Ce livre r l'histoire vraie d'une femme décidée à se battre et à sauver son enfant - s'est vendu à plus de 500 000 exemplaires. Un témoignage qui est aussi un appel au respect des femmes, de leur dignité et de leur intégrité.
«Jamais je n'ai perçu avec autant d'acuité la souffrance et la force morale de la femme noire.»
Calixthe BEYALA
Extrait de la préface :
Quelle sera la destinée de l'Afrique, déchirée entre modernité et tradition ? D'emblée, la lecture de Je suis née au harem nous interroge sur ce continent qui a, dit-on, la tête dans le troisième millénaire alors que ses pieds restent désespérément enracinés dans le passé.
Les femmes sont sans conteste les premières victimes de cette contradiction. De fait, si nos intellectuels rêvent de moderniser cette terre, de la doter des moyens de communication les plus modernes, d'y instaurer la démocratie, rien n'oblige les peuples à respecter les droits de la femme.
Le continent noir, ancré dans des temps archaïques, résonne des cris de souffrance des femmes, soumises aux caprices des hommes.
En Afrique, on a beau le nier, il y a d'un côté les mâles, puissants, sains, qui représentent la perfection et peuvent en toute impunité distiller la mort en violant nos filles. De l'autre, les femmes, à qui l'on apprend très tôt à obéir. On les appelle reines ou princesses. Certaines sont si fières de ces titres de pacotille qu'elles consentent avec joie à vivre enfermées, dépendantes. Elles proclament à qui veut les entendre qu'elles sont heureuses dans ces harems où leurs filles ne sont pas scolarisées, seulement éduquées en vue de servir, de se soumettre aux désirs patriarcaux, comme leurs grand-mères avant elles.

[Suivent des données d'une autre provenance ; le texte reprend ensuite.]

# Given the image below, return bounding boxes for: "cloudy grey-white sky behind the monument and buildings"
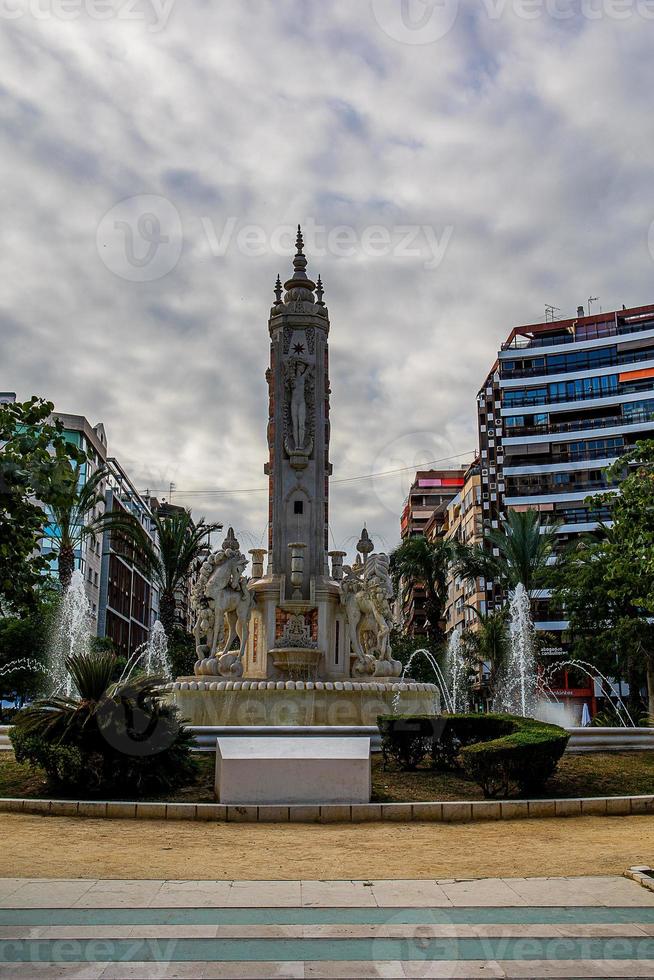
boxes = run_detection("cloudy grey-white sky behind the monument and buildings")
[0,0,654,547]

Aux femmes noires, on apprend à accepter l'inacceptable. L'amour ? Il n'en existe pas d'autre que celui que vous portez à vos parents. Le plaisir sexuel ? Mais c'est indécent ! Une connerie inventée par les Blancs. Notre corps ? Extraordinaire pour porter les bébés... Nos mâles doivent pouvoir disposer de nos ventres et de nos sexes ; ils peuvent nous échanger, nous vendre, nous meurtrir... Et lorsque, de temps à autre, s'élèvent de longues plaintes émanant de femmes victimes de mutilations ou d'un mariage forcé, les hommes y font écho avec perfidie : «Ne les écoutez pas ! Ce sont des complices de l'Occident, qui veulent mettre à bas nos valeurs.»